For instance, General Electric’s Six Sigma training programmes have resulted in billions of dollars in savings through widespread operational efficiencies across the company.
4. Making CI a Way of Life
Applying helps in making the knowledge sticks
CI is most effective when seamlessly integrated into daily activities. Instead of treating CI as a separate initiative or something extra, it should become “how we work.” Management participation and example leadership are key to creating this behaviour across the organisation.
How can CI be embedded into our daily activities?
Standard Work
Define and document the best-known way to perform tasks to ensure repeatability and reproducibility. A clearly defined process can be applied in almost any area where team members perform repeated tasks, even when these tasks are repetitive and performed in different places.
Daily Briefs
You can decide on the frequency of this meeting depending on your type of work.
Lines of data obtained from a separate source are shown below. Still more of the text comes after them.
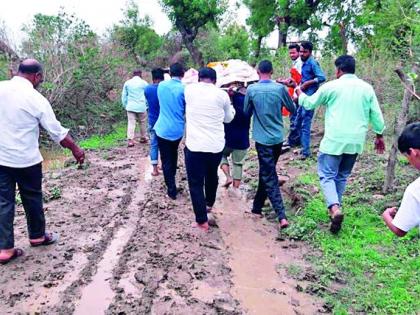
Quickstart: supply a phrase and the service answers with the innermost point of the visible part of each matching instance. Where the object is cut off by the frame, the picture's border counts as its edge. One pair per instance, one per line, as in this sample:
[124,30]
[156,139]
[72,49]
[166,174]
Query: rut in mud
[125,248]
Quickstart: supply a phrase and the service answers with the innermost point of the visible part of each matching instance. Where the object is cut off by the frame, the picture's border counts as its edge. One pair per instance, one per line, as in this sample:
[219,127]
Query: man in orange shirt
[296,76]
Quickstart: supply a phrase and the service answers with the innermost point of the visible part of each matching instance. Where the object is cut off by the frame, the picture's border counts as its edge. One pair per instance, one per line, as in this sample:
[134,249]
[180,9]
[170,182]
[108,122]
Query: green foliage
[189,16]
[137,35]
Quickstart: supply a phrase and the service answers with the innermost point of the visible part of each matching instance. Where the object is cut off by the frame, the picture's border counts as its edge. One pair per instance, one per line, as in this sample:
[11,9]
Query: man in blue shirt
[169,127]
[237,142]
[134,103]
[150,92]
[312,77]
[264,100]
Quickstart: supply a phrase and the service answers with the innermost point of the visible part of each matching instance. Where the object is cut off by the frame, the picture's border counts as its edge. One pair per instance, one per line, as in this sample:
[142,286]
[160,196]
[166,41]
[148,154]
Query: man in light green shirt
[351,105]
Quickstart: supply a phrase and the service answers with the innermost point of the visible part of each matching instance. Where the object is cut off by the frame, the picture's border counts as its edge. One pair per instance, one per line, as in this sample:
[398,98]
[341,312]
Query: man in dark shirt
[312,77]
[150,92]
[264,100]
[237,141]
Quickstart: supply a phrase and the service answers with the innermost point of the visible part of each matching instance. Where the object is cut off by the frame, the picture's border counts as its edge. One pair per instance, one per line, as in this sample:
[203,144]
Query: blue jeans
[268,181]
[333,171]
[302,126]
[154,148]
[294,133]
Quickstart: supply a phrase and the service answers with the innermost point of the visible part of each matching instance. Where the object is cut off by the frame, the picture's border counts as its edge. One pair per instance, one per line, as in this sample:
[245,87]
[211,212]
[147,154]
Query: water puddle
[255,258]
[98,294]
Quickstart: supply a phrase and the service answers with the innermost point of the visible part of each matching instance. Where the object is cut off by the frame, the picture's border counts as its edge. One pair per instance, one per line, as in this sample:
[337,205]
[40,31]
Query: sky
[99,14]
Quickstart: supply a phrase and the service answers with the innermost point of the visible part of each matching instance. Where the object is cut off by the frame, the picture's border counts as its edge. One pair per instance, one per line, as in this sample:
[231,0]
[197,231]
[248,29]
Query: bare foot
[130,143]
[283,224]
[155,171]
[203,226]
[228,182]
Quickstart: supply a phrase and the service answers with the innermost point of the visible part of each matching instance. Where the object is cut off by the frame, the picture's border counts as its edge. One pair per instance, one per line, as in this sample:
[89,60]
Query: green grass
[380,271]
[110,140]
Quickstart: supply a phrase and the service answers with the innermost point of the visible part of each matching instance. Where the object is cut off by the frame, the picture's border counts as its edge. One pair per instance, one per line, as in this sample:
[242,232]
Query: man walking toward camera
[351,106]
[264,100]
[22,110]
[134,103]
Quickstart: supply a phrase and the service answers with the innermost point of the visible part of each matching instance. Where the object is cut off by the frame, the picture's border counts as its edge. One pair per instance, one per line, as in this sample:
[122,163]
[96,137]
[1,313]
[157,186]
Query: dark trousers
[268,182]
[169,156]
[202,180]
[29,180]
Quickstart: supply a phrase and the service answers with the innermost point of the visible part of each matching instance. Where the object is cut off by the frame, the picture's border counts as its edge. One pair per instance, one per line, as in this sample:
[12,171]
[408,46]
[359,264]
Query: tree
[137,36]
[189,16]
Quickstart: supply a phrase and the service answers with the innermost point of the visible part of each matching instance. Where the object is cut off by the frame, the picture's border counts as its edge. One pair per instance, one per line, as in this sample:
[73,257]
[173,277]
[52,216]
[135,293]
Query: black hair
[207,73]
[346,63]
[409,138]
[307,45]
[176,70]
[32,68]
[265,66]
[158,74]
[294,46]
[137,72]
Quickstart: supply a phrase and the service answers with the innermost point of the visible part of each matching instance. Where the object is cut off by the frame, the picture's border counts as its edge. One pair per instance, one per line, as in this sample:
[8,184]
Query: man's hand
[391,212]
[78,153]
[305,85]
[379,144]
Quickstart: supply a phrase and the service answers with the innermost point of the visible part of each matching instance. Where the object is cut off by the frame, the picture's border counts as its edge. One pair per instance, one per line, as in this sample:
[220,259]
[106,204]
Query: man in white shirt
[22,110]
[408,215]
[207,108]
[134,102]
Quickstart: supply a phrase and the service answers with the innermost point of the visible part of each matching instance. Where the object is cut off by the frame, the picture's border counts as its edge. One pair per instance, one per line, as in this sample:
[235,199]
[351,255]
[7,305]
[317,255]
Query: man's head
[265,69]
[409,143]
[207,74]
[137,73]
[344,64]
[31,70]
[176,70]
[158,75]
[294,51]
[305,50]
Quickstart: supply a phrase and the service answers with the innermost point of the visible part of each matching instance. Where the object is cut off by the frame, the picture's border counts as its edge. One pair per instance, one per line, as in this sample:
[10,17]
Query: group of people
[216,126]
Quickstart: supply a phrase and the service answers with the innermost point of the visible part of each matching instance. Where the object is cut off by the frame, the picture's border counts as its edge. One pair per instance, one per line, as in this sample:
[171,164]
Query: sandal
[17,252]
[49,238]
[336,222]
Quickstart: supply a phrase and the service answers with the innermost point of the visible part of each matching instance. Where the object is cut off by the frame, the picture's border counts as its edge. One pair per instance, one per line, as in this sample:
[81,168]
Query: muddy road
[127,249]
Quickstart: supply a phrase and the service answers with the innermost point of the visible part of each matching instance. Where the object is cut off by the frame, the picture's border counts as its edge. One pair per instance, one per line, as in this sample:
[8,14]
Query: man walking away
[237,142]
[408,215]
[207,108]
[264,100]
[296,76]
[134,103]
[150,92]
[312,77]
[351,105]
[22,110]
[169,127]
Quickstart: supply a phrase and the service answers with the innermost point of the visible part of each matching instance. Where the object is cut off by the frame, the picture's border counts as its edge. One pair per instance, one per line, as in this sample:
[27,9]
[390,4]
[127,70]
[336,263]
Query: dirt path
[125,248]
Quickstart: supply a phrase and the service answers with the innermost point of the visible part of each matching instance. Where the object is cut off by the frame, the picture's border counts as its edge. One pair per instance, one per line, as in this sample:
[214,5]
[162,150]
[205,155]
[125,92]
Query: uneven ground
[126,249]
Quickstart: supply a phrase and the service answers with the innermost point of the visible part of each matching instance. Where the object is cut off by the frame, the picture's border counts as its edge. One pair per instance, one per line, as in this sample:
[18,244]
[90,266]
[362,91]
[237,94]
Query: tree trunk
[343,36]
[195,53]
[399,126]
[258,48]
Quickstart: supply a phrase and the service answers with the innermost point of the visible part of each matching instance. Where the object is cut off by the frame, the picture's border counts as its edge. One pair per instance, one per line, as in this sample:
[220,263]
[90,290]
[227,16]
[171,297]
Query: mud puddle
[257,261]
[98,294]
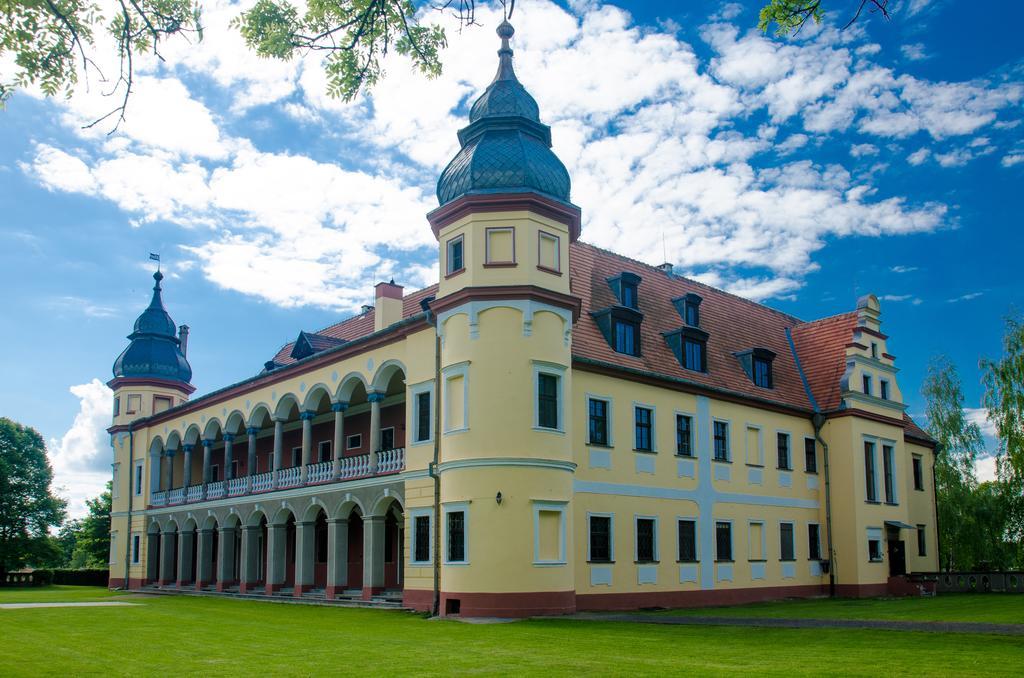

The focus is to enable team members to discuss progress, roadblocks, and new opportunities for improvement. To make it concise, you can conduct this meeting standing up or in a plank position, whichever suits your team.
Tools and Frameworks
Many tools are available; you must determine those relevant to your domain. Generic tools include PDCA cycles to structure problem-solving and 5S to maintain organised workspaces. While the organisation can recommend tools and define a framework, the team must also be able to choose those that apply to their circumstances.
Objective & Key Results
The improvement work ought to aim to achieve SMART outcomes. Leaders must regularly review these measurables to identify areas needing refinement or adjustment and allow different teams to share and learn from each other.
5. Measuring and Sustaining Improvements
Make it a habit that stays.
Measuring CI’s progress is vital to sustaining momentum and demonstrating its value to stakeholders. CI initiatives can lose focus and relevance over time without clear metrics and sustained efforts. It is also key to avoid expecting success the first time around; learn to accept failures and use them to pave the way to success.
How can we measure and make this sustainable?
Set relevant KPIs
Define what success means to you and what needs to be shown to tell you this clearly – measurements such as lead time reduction, error rates, resource reduction, or customer satisfaction scores.
Use Visual Management Tools
A picture tells a thousand words, and words could take longer to tell a story. Implement dashboards and scorecards to track progress and highlight performance trends. Use symbols that are universally known to prevent misrepresentation.
Conduct Regular Audits
Periodically review CI initiatives to assess their impact and identify areas for further improvement. Encourage open reporting if something is not working well, and do not “kill the messenger,” as this could silence the whole team and set things back to the “Stone Age.”
Start Slow and Small
“When you start a new habit, it should take less than two minutes.” Do it hastily, and you will lose the pace. Expect immediate mega-gain, and people will reject it.
Conclusion
Developing CI into an organisational culture takes time, and one should expect progression instead of perfection. Leadership commitment, team members’ engagement, training, daily integration, and robust measurement systems are all essential to making it work and stick.
CI brings many benefits to an organisation, both tangible and intangible. While improvements made that are intangible are often thought of as not meaningful (as they do not affect the bottom line), they cannot be measured. Can we tag a price to safety? How much are we losing when team members leave?
When an organisation integrates CI and makes it a habit, it enables innovation, reduces waste, encourages sustainability, and fosters a resilient and adaptive organisation.
While it’s not an easy task, it’s not that difficult too.